Children in North Carolina’s foster system are moved an average of three times per year. Each move severs bonds, disorients young minds, and reinforces the message that they are unwanted or unsafe. The long-term impact? A significantly higher risk of depression, PTSD, chronic illness, homelessness, incarceration, and suicide. We cannot keep asking children to endure this while failing to provide the protections they deserve.
One small but meaningful step in the right direction would be to amend Section 13.(b) of HB 612 — specifically (B1)(4), found on page 13, line 30. As written, the bill limits the ability of caregivers to object to a child’s removal unless the court-ordered plan is adoption. That may sound reasonable — until you realize how few children it actually protects.
According to the most recent AFCARS (Adoption and Foster Care Analysis and Reporting System) data, only 25% of North Carolina’s foster children have adoption as a permanency goal — and that’s with the current Guardian ad Litem program in place. Of those, 55% have already been in care for over two years, and nearly a quarter for more than 30 months. That means 75% of children in our system wouldn’t benefit from this provision at all.
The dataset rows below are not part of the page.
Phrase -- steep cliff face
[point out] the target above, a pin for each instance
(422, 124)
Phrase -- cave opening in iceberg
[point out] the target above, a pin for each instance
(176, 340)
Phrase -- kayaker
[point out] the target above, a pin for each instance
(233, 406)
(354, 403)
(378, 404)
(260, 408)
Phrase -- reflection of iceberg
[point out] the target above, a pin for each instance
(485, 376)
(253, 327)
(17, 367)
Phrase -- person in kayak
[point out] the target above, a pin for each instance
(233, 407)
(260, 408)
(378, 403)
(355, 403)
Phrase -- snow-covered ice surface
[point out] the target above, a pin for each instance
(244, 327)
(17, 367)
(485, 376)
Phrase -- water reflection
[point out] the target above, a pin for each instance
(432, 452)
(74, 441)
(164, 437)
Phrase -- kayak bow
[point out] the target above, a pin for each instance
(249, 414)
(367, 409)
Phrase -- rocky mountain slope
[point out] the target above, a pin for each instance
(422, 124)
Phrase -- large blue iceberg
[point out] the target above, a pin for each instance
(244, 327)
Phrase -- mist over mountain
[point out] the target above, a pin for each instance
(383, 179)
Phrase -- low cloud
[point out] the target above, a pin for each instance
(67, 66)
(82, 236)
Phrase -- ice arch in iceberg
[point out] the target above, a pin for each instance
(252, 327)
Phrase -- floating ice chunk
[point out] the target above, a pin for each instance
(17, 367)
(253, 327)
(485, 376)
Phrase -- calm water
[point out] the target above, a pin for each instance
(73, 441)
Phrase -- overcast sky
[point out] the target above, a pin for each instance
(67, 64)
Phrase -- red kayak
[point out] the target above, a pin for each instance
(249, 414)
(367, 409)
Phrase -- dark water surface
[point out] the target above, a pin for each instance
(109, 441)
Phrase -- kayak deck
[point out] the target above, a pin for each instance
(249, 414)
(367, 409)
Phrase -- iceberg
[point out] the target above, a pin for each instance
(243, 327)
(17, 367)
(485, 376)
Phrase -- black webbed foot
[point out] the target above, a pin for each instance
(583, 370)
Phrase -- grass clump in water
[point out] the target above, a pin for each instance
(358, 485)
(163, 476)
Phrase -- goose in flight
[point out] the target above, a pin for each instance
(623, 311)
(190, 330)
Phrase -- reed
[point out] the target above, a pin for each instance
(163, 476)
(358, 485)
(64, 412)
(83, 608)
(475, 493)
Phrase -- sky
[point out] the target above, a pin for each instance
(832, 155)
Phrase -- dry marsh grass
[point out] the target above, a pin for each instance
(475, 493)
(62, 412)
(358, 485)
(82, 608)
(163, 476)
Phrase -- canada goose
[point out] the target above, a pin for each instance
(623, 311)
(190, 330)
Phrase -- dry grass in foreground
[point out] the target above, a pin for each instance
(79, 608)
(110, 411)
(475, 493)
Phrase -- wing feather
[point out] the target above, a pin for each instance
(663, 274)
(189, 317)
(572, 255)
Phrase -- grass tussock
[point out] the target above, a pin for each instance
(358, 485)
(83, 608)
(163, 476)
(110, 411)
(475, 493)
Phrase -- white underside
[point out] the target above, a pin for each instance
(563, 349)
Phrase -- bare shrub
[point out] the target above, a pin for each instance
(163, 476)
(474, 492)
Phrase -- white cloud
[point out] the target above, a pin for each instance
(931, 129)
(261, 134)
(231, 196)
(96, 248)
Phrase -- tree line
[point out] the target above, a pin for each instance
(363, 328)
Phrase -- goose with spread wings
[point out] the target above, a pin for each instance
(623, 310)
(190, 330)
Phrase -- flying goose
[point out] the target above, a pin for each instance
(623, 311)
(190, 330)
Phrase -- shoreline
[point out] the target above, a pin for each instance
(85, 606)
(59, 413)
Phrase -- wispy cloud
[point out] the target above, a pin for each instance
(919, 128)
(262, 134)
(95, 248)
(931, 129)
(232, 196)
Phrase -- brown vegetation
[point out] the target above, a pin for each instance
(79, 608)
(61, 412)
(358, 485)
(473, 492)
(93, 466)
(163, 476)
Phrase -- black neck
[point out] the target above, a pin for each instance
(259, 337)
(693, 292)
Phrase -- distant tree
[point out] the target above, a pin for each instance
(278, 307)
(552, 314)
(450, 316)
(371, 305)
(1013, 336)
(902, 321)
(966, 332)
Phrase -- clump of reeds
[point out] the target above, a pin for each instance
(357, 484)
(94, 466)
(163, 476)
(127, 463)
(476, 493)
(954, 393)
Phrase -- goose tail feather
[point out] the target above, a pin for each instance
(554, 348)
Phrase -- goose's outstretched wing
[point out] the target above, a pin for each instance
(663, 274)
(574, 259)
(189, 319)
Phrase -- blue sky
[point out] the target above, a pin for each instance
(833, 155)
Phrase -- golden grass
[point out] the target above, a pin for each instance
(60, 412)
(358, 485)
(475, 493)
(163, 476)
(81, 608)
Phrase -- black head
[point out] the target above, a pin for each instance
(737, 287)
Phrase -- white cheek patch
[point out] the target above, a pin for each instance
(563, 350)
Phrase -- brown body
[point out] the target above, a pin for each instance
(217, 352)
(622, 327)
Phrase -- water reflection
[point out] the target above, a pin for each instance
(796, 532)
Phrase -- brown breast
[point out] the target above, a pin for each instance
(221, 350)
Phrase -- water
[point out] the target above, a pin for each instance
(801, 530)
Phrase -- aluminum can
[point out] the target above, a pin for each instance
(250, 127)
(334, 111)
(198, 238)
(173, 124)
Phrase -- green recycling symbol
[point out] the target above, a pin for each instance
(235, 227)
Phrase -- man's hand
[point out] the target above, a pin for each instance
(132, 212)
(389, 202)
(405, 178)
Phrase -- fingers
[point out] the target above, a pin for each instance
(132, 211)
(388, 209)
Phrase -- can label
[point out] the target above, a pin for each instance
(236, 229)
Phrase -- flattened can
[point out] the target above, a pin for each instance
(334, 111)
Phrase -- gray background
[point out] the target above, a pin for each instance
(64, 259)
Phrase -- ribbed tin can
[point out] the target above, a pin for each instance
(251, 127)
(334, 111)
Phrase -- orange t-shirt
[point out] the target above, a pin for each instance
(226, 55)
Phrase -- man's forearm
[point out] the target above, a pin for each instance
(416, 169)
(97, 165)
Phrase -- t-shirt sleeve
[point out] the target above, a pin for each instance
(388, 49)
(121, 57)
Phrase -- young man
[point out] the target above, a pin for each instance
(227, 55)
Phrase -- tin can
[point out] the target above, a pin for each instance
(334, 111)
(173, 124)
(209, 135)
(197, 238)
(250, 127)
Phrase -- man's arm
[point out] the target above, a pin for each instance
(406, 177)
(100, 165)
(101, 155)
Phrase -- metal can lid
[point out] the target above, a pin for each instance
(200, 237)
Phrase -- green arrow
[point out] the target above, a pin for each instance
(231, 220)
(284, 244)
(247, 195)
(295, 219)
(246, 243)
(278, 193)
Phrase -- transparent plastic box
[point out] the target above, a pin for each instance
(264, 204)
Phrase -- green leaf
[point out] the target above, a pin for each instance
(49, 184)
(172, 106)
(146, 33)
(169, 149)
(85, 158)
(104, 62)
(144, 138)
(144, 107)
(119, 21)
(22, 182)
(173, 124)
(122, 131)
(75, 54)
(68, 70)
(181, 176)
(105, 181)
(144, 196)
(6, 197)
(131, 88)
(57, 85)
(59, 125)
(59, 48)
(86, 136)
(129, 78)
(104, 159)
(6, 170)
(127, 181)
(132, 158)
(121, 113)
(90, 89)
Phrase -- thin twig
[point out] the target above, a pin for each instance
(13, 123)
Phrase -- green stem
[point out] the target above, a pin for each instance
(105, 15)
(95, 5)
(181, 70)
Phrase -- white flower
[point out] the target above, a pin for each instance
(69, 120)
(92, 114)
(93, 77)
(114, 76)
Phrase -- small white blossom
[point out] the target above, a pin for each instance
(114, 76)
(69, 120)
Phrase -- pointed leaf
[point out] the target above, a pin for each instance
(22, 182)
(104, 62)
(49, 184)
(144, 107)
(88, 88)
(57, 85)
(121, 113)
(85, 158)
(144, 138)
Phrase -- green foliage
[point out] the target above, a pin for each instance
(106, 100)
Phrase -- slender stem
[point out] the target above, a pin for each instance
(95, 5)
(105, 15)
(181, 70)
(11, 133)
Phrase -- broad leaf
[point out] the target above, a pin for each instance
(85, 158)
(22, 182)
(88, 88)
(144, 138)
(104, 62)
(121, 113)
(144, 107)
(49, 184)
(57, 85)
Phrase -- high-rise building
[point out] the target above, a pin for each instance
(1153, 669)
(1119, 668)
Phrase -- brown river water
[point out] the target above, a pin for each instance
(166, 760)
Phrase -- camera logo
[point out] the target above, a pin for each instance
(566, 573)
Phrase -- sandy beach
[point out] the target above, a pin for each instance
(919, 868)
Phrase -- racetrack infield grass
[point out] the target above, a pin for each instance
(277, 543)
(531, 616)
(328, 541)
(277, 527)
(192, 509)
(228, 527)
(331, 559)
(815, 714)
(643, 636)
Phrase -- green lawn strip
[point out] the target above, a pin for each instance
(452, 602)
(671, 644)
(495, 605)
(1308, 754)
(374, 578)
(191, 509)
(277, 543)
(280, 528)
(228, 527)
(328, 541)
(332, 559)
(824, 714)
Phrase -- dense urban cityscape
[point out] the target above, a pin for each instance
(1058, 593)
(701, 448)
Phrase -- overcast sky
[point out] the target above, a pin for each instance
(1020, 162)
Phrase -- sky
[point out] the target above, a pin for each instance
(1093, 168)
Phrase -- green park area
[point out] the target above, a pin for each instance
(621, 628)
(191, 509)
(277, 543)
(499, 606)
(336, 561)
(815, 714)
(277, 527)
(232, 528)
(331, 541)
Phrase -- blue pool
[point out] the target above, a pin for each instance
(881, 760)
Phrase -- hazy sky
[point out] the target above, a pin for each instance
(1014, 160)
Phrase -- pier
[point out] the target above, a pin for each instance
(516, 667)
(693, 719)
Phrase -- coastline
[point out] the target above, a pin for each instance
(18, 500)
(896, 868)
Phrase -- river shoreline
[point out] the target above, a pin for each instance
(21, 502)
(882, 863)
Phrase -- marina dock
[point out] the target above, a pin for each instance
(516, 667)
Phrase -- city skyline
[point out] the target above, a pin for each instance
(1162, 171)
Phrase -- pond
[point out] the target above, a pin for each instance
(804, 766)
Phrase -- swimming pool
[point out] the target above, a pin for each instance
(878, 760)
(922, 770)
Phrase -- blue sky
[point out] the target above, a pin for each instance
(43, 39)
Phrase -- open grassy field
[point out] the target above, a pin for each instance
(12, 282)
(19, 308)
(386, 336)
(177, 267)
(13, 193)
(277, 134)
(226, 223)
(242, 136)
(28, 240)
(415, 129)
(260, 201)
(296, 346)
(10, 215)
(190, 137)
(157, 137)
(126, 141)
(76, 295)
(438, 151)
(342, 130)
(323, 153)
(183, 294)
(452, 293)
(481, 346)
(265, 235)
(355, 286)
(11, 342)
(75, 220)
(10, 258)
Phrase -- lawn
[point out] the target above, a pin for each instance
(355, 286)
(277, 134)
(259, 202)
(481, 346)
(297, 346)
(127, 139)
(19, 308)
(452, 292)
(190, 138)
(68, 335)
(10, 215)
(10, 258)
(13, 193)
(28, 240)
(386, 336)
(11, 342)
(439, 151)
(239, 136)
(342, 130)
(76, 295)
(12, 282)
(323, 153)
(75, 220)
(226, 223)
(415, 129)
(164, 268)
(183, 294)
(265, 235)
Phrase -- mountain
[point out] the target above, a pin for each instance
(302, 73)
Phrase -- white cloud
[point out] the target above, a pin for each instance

What happens to the majority who are instead caught in a revolving door of failed reunifications, temporary placements, and broken promises?
Removing the adoption-only language from Section 13.(b) would allow any caregiver who has cared for a child for the previous 12 consecutive months to object to a removal, present evidence, and cross-examine witnesses in court. This change wouldn’t hinder reunification or adoption — it would simply ensure that a stable, long-term caregiver’s voice is heard before a child is moved again. It’s a commonsense reform to reduce trauma and promote stability.
But we can’t stop there. Children in foster care need more than procedural tweaks — they need rights. Chief among them: the right to a client-directed attorney. North Carolina already provides attorneys for birth parents and social workers. Why not for the child, who stands to lose the most? Appointing such counsel doesn’t mean every child will get their way — it ensures they are heard. And it aligns with core American values: fairness, voice, and due process.
North Carolina must do better. We must stop treating foster children as afterthoughts in a bureaucratic maze. The trauma they endure today affects who they become tomorrow — students, workers, parents, citizens. If we want a stronger state and a more just society, we must start by ensuring these children are seen, heard, and protected.
The Fostering Care in NC Act may have a compassionate title, but titles don’t protect children — policy does. And right now, this policy fails to meet the moment. If lawmakers truly want to reform foster care, they must listen to the voices of those living through it. And right now, those voices are silenced.
Guarantee legal counsel. Amend HB 612. Give North Carolina’s foster children the voice and protection they deserve.
Because if they don’t matter to us — what does?